16. The non-transitory computer-readable storage media of claim 15, wherein the computer-executable instructions cause the one or more processors to perform the algorithm including the steps of:

generating calibration data for each sensor in the MAC sensor array indicating optical performance and physical sensor orientation of each sensor in the MAC sensor array;

generating corrected perspective view image data for each sensor in the MAC sensor array based on the captured video frame perspective view image data received from each sensor in the MAC sensor array and the calibration data; and

generating the surface depth map of the volume of interest based on the corrected perspective view image data.

17. The non-transitory computer-readable storage media of claim 16, wherein the computer-executable instructions cause the one or more processors to perform the algorithm including the steps of:

generating the calibrated volume of interest (CVI) image data for each sensor in the MAC sensor array by mapping the corrected perspective view image data onto the generated surface depth map.

18. The non-transitory computer-readable storage media of claim 15, wherein the computer-executable instructions cause the one or more processors to perform the algorithm including the steps of:

assigning a figure of merit value for each pixel of each sensor in the MAC sensor array indicating a significance of a corresponding pixel to the desired output perspective view; and

generating each single source interpolated perspectives view including a figure of merit value for each pixel.

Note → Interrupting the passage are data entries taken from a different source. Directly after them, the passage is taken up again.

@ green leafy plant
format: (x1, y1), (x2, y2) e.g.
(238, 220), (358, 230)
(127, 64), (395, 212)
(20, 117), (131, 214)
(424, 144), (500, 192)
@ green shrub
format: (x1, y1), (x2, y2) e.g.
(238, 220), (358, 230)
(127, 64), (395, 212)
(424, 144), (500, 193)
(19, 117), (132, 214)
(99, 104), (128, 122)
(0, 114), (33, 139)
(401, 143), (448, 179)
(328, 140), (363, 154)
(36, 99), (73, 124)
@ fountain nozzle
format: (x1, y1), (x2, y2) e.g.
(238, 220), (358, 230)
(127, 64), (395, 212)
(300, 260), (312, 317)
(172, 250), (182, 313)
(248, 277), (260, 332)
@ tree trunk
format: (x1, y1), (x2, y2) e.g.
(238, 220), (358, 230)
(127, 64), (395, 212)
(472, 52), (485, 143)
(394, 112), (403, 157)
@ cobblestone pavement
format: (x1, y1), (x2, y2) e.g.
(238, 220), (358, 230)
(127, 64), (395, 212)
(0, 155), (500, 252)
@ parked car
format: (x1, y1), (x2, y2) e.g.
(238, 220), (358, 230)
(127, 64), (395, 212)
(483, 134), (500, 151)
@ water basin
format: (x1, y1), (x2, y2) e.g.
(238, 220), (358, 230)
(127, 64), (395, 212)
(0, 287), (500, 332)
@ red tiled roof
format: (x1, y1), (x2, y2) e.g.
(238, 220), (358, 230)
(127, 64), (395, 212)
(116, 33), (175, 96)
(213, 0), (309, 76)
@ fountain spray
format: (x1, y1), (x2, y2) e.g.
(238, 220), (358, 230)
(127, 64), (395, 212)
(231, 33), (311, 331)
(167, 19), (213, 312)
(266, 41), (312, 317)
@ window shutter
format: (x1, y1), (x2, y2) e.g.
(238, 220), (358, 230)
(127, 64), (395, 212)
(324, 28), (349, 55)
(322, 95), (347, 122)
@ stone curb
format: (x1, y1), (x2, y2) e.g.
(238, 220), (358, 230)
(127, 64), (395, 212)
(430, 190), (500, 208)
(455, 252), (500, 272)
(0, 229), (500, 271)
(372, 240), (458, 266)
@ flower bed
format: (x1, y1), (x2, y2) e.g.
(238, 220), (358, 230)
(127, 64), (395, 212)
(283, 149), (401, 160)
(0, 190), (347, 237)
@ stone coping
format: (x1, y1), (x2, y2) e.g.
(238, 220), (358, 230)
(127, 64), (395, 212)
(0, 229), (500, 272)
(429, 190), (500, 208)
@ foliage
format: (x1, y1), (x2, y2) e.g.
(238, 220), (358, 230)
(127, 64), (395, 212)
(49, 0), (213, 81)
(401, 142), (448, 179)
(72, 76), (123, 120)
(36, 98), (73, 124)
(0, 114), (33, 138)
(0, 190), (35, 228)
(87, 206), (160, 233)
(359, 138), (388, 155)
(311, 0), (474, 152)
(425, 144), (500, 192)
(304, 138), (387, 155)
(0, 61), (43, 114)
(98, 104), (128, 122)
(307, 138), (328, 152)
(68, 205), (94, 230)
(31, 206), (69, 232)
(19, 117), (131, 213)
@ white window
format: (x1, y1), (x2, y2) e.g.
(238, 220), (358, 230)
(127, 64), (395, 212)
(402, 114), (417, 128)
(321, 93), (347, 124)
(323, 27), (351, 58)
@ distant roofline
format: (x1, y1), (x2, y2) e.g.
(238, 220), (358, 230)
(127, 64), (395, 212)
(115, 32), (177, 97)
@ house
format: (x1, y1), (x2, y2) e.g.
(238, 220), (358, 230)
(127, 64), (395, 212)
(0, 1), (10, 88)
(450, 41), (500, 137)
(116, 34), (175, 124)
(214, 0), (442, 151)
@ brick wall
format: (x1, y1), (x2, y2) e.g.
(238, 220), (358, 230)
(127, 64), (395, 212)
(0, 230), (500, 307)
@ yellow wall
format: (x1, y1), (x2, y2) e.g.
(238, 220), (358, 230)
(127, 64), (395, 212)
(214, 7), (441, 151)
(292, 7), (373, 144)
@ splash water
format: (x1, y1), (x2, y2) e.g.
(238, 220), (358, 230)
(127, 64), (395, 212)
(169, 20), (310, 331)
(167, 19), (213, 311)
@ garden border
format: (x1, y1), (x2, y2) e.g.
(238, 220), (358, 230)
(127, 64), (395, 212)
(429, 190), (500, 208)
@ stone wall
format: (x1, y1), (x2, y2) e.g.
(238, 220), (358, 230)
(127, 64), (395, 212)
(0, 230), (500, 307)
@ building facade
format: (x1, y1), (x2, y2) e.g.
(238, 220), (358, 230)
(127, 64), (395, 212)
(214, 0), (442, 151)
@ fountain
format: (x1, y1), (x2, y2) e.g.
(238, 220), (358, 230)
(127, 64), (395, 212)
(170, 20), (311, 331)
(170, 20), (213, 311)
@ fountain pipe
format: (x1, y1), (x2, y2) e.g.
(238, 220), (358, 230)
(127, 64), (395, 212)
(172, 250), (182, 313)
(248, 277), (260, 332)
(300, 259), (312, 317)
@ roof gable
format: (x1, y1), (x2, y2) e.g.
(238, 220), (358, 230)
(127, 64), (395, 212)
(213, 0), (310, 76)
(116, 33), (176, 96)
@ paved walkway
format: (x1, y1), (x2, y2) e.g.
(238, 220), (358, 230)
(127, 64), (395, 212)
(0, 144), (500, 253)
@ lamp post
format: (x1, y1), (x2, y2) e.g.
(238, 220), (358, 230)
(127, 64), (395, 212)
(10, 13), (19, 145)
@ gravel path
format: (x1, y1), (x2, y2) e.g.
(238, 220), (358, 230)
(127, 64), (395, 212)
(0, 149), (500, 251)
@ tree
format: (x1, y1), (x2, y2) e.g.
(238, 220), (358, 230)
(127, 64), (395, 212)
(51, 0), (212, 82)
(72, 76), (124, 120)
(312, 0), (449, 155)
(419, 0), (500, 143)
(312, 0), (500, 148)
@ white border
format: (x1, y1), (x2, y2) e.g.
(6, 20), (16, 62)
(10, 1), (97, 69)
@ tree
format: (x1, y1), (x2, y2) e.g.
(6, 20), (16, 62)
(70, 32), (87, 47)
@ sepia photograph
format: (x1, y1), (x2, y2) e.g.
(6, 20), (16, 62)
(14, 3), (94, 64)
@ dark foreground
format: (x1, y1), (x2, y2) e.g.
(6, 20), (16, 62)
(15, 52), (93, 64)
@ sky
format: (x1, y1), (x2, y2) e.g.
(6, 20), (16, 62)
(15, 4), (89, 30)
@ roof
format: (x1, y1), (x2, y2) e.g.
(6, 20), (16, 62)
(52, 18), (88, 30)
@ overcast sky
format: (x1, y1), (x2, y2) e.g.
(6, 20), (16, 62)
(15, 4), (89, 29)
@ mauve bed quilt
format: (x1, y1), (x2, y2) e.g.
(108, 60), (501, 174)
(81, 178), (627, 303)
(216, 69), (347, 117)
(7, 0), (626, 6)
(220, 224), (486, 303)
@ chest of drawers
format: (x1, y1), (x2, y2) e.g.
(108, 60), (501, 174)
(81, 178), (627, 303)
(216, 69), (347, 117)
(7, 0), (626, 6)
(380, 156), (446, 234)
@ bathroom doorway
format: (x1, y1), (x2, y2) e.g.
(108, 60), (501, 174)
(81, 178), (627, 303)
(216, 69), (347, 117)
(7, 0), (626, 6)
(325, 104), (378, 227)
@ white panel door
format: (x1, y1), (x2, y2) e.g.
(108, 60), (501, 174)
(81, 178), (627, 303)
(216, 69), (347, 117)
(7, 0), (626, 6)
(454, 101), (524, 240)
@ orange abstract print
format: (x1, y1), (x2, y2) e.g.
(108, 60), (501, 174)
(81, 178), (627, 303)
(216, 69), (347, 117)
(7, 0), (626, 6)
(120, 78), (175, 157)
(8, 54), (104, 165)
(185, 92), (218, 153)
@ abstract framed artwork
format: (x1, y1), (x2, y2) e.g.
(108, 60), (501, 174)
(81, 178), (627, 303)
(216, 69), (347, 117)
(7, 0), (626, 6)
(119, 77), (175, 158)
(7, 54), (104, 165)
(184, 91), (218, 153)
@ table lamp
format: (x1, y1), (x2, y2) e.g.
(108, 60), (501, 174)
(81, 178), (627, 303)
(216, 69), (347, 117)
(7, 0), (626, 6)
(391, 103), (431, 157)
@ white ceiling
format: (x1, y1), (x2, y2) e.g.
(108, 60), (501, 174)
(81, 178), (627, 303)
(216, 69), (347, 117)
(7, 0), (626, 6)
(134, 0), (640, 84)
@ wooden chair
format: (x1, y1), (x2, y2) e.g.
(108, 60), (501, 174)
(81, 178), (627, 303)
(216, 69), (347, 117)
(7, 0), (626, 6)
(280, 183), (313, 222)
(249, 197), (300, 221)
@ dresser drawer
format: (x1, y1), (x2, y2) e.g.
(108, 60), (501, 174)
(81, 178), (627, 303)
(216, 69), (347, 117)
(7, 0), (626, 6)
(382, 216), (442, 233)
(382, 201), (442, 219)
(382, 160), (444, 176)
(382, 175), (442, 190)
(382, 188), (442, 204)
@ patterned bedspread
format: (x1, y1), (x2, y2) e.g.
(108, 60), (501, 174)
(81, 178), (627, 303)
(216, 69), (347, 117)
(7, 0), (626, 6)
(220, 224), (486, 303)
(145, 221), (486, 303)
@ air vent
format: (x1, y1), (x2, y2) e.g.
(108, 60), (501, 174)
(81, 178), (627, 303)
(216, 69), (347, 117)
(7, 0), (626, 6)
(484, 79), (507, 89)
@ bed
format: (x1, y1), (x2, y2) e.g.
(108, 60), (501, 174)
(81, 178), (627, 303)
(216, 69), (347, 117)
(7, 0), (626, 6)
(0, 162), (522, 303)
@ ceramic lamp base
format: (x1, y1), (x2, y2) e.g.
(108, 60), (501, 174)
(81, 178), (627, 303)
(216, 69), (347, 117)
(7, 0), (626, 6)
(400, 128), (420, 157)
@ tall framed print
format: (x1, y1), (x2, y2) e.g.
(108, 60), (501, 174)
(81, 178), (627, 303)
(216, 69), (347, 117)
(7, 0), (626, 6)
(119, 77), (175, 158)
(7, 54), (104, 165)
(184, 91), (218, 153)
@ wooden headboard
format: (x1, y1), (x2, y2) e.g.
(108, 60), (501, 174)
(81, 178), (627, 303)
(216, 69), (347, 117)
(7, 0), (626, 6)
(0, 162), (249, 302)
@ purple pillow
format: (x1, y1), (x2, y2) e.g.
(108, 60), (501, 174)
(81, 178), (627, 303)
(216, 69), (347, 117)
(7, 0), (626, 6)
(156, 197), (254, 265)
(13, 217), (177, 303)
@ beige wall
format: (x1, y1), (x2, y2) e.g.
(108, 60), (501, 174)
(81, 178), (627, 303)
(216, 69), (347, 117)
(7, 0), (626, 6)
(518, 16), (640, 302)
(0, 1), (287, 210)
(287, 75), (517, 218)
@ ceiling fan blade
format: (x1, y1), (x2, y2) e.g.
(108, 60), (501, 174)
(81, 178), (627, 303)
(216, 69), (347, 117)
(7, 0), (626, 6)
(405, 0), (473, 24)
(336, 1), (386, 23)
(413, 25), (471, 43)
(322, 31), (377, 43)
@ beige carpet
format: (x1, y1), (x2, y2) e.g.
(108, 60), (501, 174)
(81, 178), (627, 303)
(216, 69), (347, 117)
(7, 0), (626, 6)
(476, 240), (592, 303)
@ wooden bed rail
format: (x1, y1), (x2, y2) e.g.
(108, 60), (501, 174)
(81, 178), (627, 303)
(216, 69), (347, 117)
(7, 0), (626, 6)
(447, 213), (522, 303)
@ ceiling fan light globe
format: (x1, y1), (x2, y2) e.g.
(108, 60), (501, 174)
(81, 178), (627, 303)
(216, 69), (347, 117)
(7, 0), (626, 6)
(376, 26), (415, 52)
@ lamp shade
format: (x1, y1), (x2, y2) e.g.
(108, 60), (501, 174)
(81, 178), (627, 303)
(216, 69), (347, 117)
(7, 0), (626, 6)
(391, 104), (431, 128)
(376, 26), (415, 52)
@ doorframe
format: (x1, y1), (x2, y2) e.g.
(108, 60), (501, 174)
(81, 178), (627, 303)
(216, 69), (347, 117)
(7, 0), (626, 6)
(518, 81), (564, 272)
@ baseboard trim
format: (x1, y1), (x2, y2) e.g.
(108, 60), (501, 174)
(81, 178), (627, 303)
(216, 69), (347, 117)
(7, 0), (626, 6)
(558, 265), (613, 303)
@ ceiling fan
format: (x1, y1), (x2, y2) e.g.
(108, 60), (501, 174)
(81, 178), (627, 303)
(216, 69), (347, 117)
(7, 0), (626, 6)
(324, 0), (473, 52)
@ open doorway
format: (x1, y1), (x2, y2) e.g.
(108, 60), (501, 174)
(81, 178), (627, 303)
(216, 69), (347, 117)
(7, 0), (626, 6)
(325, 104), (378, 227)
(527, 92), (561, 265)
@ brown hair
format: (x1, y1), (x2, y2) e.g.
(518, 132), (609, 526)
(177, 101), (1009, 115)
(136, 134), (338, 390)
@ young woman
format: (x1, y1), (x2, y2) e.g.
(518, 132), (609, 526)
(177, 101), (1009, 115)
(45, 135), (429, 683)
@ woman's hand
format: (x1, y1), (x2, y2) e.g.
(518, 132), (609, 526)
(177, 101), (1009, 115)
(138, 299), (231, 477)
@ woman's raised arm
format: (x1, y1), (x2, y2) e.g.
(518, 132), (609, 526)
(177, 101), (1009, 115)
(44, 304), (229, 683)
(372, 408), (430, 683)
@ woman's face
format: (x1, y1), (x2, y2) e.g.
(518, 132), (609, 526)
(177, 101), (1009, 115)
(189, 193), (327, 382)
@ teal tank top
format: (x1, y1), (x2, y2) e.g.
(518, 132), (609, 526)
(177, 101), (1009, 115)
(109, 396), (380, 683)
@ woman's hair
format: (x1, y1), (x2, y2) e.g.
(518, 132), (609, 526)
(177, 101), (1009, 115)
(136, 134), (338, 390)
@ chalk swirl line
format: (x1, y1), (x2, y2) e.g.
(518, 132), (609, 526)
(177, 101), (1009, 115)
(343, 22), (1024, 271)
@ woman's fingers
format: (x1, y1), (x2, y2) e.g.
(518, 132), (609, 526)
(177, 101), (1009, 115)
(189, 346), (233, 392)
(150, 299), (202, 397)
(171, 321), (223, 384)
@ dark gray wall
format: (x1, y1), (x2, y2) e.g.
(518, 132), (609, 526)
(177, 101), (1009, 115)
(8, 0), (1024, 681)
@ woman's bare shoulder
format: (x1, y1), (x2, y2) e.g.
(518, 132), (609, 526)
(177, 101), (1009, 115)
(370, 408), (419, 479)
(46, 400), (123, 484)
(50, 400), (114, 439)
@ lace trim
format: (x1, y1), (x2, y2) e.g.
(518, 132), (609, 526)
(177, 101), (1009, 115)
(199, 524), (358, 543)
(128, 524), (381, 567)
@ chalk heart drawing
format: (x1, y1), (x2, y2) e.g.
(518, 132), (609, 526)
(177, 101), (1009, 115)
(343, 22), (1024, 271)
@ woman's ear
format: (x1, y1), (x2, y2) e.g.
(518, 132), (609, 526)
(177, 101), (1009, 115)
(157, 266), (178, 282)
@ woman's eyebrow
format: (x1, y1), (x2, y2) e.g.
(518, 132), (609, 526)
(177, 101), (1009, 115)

19. The non-transitory computer-readable storage media of claim 18, wherein the computer-executable instructions cause the one or more processors to perform the algorithm including the steps of:

merging the single source interpolated perspectives views into the desired output perspective view based on each figure of merit value of each pixel.

20. The non-transitory computer-readable storage media of claim 18, wherein the computer-executable instructions cause the one or more processors to perform the algorithm including the steps of:

determining a relative location of each pixel with respect to the volume of interest based on the surface depth map; and

assigning the figure of merit value for each pixel based on the determined relative location of each pixel.